According to Smith and Gutierrez, the patent licensing agreements Microsoft has inked with Android smart phone manufacturers "ensure respect and reasonable compensation for Microsoft's inventions and patent portfolio. Equally important, they enable licensees to make use of our patented innovations on a long-term and stable basis." Translation: we're not patent trolls. But Microsoft does have harsh words for those who are more critical:
...it's past time to wake up. As Microsoft has entered new markets from the enterprise to the Xbox, we’ve put together comprehensive licensing programs that address not only our own needs but the needs of our customers and partners as well. As our recent agreements clearly show, Android handset manufacturers are now doing the same thing. Ultimately, that's a good path for everyone.
Needless to say, Google is not exactly thrilled that makers of Android devices are deciding to shell out money to an arch rival like Microsoft so that they can continue manufacturing Android devices without the threat of litigation from one of technology's largest companies. But given Google's ongoing battle with Oracle over Java licensing, the search behemoth certainly understands that the stakes are high for its partners. In many cases, it's easier to license than to duke it out in court.

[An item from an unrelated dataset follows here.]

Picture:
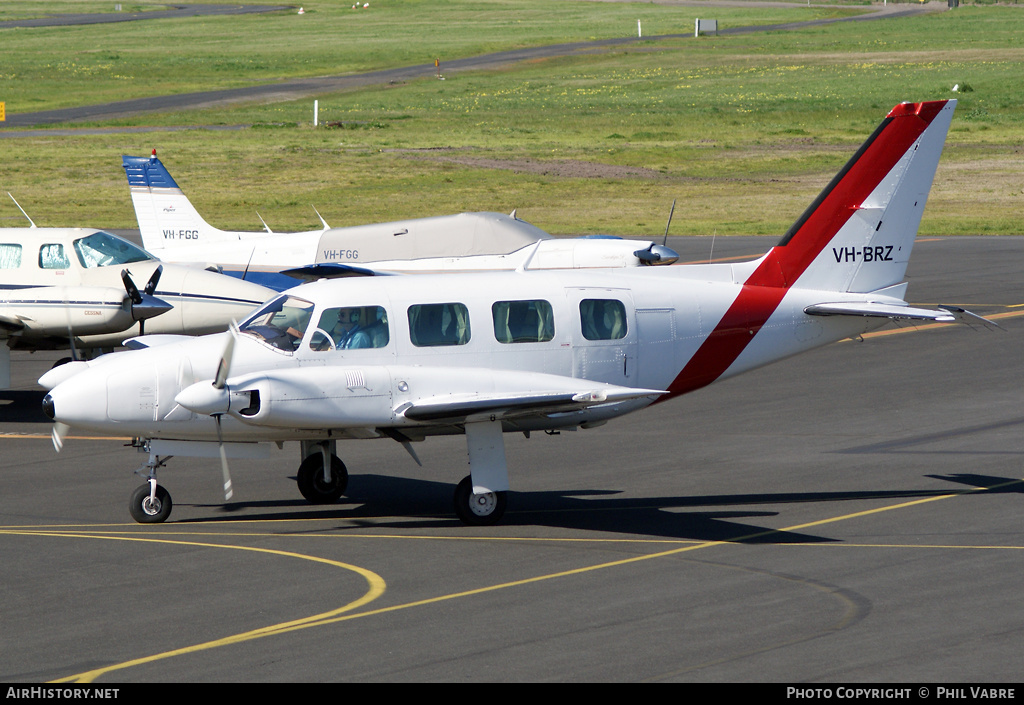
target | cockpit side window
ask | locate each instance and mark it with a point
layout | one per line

It shouldn't be this way. The patent system is a mess, and while patent trolls produce the most ire, companies like Google, Microsoft and Apple aren't exactly pushing too hard for a legislative clean-up. As much pain as they may inflict on themselves through patents and patent licensing deals, the perceived benefits (eg. ability to defend their turf and inflict harm on competitors) outweigh the pain.
Looking at Microsoft and its Android licensing success, it's no surprise that Microsoft isn't too disappointed about the billions it's paid out in patent licensing fees over the past decade. The patents it does own are not only potential cash cows, they can give the company a way to win in markets that the company loses in.
After all, most of Microsoft's homegrown mobile initiatives could be labeled failures at worst, and works in progress at best. Yet thanks to the patent portfolio it's built up over the years, it can cash in on Google's Android success.
The lesson: for better or worse, for the time being, companies that can afford to build a patent portfolio may have a hard time finding a better investment.